Sâmiha Ayverdi
- Ayrıntılar
- Kategori: Hakkında Yazılanlar
Elif Şafak - 11.11.2007
Zamanlardan 1906 senesi, tarihlerden 25 Ekim (aynı gün doğmuşuz onunla), mekanlardan İstanbul. Bir kız çocuğu gelir dünyaya. İsmi Samiha. Şehzadebaşı’nda geçer çocukluğu, cıvıl cıvıl.

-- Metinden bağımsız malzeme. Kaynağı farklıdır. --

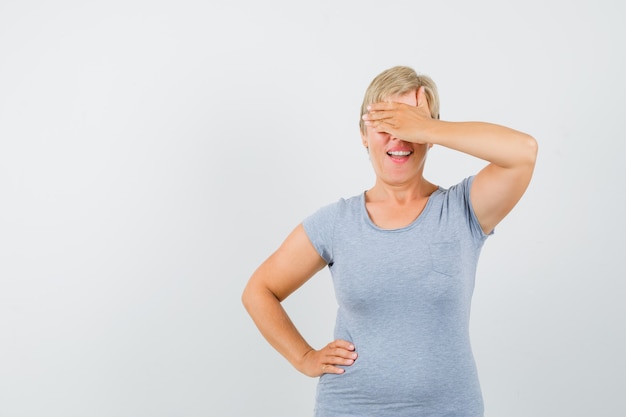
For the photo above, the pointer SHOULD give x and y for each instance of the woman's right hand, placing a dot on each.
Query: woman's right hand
(328, 359)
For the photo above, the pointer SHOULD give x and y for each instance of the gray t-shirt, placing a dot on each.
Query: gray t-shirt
(404, 299)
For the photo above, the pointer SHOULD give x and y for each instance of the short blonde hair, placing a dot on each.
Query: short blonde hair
(398, 81)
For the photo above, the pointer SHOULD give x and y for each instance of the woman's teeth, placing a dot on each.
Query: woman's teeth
(399, 153)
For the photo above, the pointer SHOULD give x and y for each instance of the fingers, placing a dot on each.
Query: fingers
(335, 354)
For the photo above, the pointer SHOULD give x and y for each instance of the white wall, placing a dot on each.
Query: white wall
(152, 154)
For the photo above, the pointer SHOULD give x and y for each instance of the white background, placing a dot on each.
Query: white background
(154, 153)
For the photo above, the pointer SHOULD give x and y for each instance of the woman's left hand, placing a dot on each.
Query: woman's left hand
(403, 121)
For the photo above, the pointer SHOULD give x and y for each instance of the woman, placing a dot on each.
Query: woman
(403, 258)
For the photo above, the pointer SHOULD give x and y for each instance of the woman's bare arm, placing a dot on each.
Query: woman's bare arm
(281, 274)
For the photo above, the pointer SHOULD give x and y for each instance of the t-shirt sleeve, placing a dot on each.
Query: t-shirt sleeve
(460, 194)
(320, 227)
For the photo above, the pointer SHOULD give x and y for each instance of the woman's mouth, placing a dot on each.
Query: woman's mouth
(399, 154)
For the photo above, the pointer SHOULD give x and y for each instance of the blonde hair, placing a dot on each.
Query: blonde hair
(399, 80)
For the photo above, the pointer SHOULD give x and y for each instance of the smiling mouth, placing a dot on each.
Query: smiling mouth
(399, 154)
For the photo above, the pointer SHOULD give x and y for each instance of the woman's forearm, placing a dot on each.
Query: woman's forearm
(275, 325)
(497, 144)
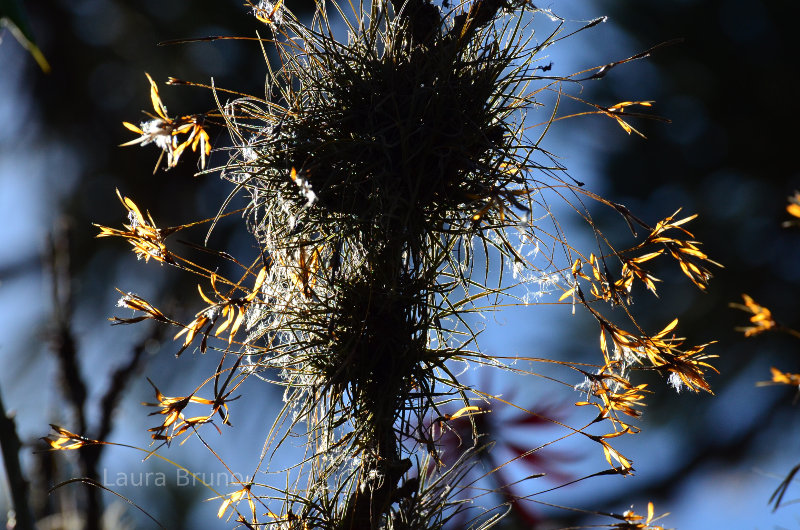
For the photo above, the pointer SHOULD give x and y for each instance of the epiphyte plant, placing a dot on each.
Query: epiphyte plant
(395, 186)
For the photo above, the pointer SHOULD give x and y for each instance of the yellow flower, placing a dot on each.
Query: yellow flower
(166, 132)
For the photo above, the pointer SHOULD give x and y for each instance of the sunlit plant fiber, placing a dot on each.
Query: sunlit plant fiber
(390, 172)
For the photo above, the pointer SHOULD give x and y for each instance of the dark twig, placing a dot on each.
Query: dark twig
(10, 445)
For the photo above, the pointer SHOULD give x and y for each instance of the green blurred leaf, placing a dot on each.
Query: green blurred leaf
(12, 16)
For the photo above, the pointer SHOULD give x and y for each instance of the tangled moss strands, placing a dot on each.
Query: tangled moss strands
(389, 151)
(388, 174)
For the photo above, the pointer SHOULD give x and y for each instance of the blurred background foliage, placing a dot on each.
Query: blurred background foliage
(729, 88)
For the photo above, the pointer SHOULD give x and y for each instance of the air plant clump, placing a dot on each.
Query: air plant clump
(388, 174)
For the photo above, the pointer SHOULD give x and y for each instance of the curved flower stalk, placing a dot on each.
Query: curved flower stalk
(395, 189)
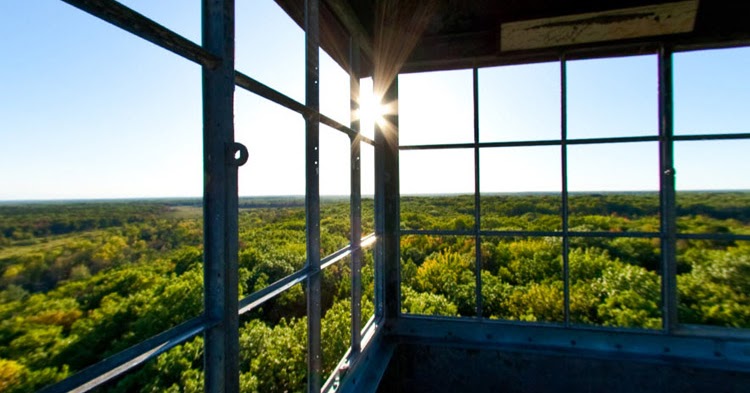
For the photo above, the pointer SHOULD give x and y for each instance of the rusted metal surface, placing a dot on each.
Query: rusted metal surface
(122, 362)
(667, 195)
(312, 195)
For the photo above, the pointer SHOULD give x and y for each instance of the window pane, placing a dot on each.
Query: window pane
(334, 90)
(283, 65)
(437, 275)
(615, 282)
(335, 180)
(612, 97)
(614, 187)
(182, 17)
(437, 188)
(436, 107)
(275, 140)
(520, 188)
(712, 282)
(273, 344)
(518, 103)
(111, 127)
(522, 279)
(711, 91)
(713, 187)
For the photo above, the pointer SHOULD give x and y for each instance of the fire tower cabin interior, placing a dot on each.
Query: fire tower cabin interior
(474, 344)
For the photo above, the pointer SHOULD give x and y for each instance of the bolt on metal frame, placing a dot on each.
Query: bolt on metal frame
(219, 322)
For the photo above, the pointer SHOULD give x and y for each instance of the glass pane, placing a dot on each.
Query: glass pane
(273, 344)
(522, 279)
(437, 275)
(713, 189)
(369, 108)
(435, 188)
(520, 188)
(272, 240)
(100, 226)
(335, 176)
(336, 307)
(711, 91)
(178, 368)
(614, 187)
(615, 282)
(275, 140)
(613, 97)
(334, 90)
(282, 63)
(436, 107)
(712, 282)
(519, 103)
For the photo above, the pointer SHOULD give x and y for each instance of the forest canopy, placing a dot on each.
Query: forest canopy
(82, 281)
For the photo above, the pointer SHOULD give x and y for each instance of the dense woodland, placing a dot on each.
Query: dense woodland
(81, 281)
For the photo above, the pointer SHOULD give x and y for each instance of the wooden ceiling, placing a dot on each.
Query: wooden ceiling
(451, 34)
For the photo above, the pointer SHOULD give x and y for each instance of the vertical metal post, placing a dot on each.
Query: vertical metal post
(312, 195)
(564, 165)
(355, 198)
(667, 194)
(477, 199)
(388, 258)
(221, 358)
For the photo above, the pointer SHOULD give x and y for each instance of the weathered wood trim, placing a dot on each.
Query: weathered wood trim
(628, 23)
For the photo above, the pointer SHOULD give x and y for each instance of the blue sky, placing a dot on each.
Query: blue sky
(89, 111)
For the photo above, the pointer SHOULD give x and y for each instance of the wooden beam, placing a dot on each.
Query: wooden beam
(345, 14)
(637, 22)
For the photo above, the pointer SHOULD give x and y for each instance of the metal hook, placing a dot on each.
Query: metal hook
(235, 148)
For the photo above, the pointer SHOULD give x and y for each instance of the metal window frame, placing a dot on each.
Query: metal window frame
(219, 322)
(667, 234)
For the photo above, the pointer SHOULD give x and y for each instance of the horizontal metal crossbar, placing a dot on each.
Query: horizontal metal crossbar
(259, 297)
(130, 358)
(277, 97)
(582, 141)
(647, 235)
(125, 18)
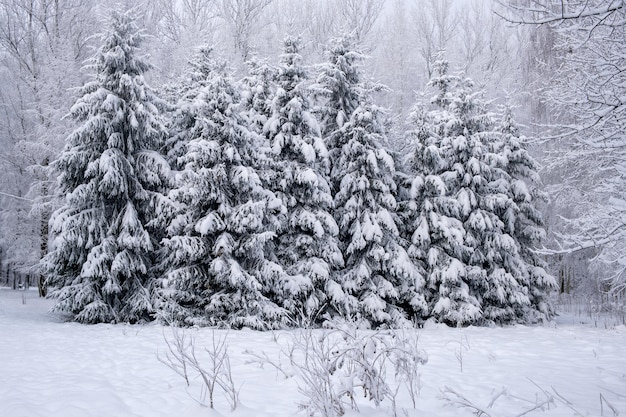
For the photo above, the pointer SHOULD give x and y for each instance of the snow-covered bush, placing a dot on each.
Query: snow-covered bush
(214, 372)
(334, 367)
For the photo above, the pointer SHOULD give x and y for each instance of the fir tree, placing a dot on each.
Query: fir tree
(258, 90)
(525, 222)
(306, 244)
(464, 207)
(219, 274)
(381, 283)
(103, 250)
(432, 223)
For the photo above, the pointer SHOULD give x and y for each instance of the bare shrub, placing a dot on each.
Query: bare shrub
(215, 373)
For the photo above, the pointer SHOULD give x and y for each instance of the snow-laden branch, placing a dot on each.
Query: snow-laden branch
(16, 197)
(600, 12)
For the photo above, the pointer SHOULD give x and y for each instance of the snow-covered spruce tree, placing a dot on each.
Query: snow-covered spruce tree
(484, 277)
(103, 250)
(524, 220)
(432, 224)
(341, 90)
(306, 244)
(218, 271)
(181, 95)
(381, 284)
(257, 91)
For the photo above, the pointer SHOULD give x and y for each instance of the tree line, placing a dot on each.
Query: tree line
(273, 201)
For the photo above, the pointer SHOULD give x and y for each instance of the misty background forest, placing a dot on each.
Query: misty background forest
(548, 74)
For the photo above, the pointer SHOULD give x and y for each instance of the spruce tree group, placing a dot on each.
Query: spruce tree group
(112, 177)
(273, 202)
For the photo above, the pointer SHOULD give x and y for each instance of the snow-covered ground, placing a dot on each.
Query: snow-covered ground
(53, 368)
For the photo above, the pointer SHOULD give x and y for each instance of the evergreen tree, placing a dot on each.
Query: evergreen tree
(341, 89)
(182, 95)
(525, 222)
(306, 244)
(464, 207)
(258, 90)
(381, 283)
(218, 273)
(103, 250)
(432, 224)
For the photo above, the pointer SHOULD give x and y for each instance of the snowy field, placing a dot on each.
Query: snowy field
(51, 368)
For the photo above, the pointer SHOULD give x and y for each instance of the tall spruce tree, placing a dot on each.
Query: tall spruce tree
(306, 244)
(103, 250)
(381, 284)
(432, 224)
(224, 217)
(464, 207)
(524, 221)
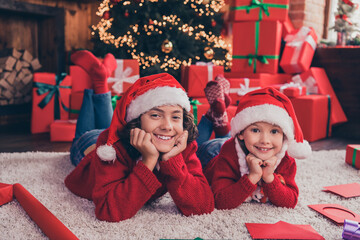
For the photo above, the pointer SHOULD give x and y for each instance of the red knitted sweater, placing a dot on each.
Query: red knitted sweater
(231, 190)
(120, 189)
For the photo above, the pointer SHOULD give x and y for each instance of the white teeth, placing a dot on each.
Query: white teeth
(264, 149)
(164, 137)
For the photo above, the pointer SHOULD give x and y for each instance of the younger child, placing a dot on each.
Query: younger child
(257, 162)
(148, 149)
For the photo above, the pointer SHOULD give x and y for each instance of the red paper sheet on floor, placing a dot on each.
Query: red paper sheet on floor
(48, 223)
(281, 230)
(336, 212)
(345, 190)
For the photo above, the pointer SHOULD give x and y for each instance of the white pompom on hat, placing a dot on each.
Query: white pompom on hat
(146, 93)
(271, 106)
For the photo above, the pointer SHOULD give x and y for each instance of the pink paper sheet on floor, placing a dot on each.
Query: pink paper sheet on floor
(345, 190)
(335, 212)
(281, 230)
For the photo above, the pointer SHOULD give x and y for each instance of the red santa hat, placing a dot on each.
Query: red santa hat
(271, 106)
(146, 93)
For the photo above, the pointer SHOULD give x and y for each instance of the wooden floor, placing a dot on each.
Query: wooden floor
(17, 138)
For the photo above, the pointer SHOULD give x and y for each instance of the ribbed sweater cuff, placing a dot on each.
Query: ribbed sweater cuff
(246, 185)
(273, 184)
(147, 177)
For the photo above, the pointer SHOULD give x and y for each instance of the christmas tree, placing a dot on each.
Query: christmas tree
(344, 24)
(162, 34)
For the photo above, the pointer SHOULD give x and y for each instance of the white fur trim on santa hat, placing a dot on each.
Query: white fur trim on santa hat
(263, 113)
(299, 150)
(106, 153)
(155, 97)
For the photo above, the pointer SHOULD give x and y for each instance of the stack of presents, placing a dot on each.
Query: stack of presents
(57, 99)
(267, 51)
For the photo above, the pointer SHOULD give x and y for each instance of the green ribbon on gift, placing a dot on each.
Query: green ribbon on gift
(253, 58)
(263, 7)
(354, 156)
(194, 103)
(52, 91)
(114, 100)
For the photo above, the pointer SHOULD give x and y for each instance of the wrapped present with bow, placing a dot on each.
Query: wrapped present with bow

Dünyaya geldiği andan itibaren derin bir kültür ve sanat dünyasının içinde buluverir kendini. “Bir ceddim yeniçeri, bir ceddim Macar ellerinde yatan Gül Baba”dır diyecektir ileride şeceresini soranlara. Osmanlı-İslam kültürü içinde yetişir. Dinmeyen, azalmayan bir süreklilik duygusuyla; gözle görülür, elle tutulur bir kültürel ve sanatsal birikim ortasında. Dönemin önde gelen aydınlarının, sanatkarlarının penahıdır aile ocağı. Evlerinden edebiyatseverler eksik olmaz. Onları gözleyerek, dinleyerek büyür. Daha sonra ilk gençlik yıllarını anarken, “bu durmuş oturmuş, okumuş yazmış kimseler” arasındaki sohbet ve tartışmaları bütün ile takip etme gayretini vurgulayacaktır.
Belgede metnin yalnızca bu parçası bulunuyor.